With Maidan, Valentin Silvestrov continues his longstanding association with ECM and presents a programme of choir music that is as timely as it is dear to the Ukrainian composer’s heart. Like Sacred Songs and Sacred Works, Maidan embraces Silvestrov’s composing for vocal ensemble and captures the Kyiv Chamber Choir under Mykola Hobdych in a performance at the St. Michael’s Cathedral in Kyiv from 2016. Silvestrov, who in spring 2022 had to leave his Kyiv home of over half a century, composed the album’s main music Maidan 2014, a ‘cycle of cycles’, in the wake of the ‘Euromaidan’ – the wave of demonstrations that hit Ukraine in 2014. As the composer’s close friend and musicologist Tatjana Frumkis notes in the CD’s liner text, “Valentin Silvestrov had barely taken interest in politics” before that event. “Now, seated at the piano and singing with his voice, he immediately began his own musical eye-witness chronicle of the revolution” – or as the composer himself puts it: “a spontaneous response to the events I saw every day.”

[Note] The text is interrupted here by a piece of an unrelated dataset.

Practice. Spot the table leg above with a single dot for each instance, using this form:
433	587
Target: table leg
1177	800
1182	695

Replete with liturgical passages and verses by Ukrainian poet Taras Shevchencko, Maidan 2014 offers a wealth of melodies with both hymnal and chant-like structures. The beginning of each of the four sub-cycles is marked with different variations of Ukraine’s National Anthem, linked by a recurring theme that alludes to the alarm bells of the St. Michael’s Cathedral, which, at the onset of the Maidan, rang out for the second time in history. In between the tocsins, soft choruses and quiet laments come forward, carried by few singers at a time as in the haunting “Give Rest, O Christ, to Thy Servants” or through wordless vocal compositions as in “Elegy”. Due to the many shades and nuances of Silvestrov’s scores the lyrics of the Latin “Lacrimosa” or “Prayer for Ukraine” – its only two lines read “God, protect the Ukraine. Give us power, faith and hope.” – resonate more powerfully than words alone are able to convey.

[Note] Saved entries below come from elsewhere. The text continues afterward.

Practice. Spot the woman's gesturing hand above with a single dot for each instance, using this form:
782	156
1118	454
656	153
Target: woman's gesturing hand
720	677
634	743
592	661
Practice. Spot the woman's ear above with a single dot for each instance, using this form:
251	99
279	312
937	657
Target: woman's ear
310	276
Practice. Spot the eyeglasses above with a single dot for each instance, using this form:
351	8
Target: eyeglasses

In these chamber choir elaborations, individual voices and groups of singers organically separate from the ensemble and then recede back into the collective, carrying meaningful verses and imperative melodies to the fore as the choir’s phrases rise and fall, and continue this shifting pattern as in a natural act of breathing. This differentiated treatment of the voices is equally true for Four Songs, Diptych and Triptych, the three shorter cycles that succeed Maidan 2014. Composed subsequently, in 2014, 2015 and 2016 respectively, they are made of a similar fabric as the main cycle and likewise combine liturgical texts with poems by Taras Shevchenko.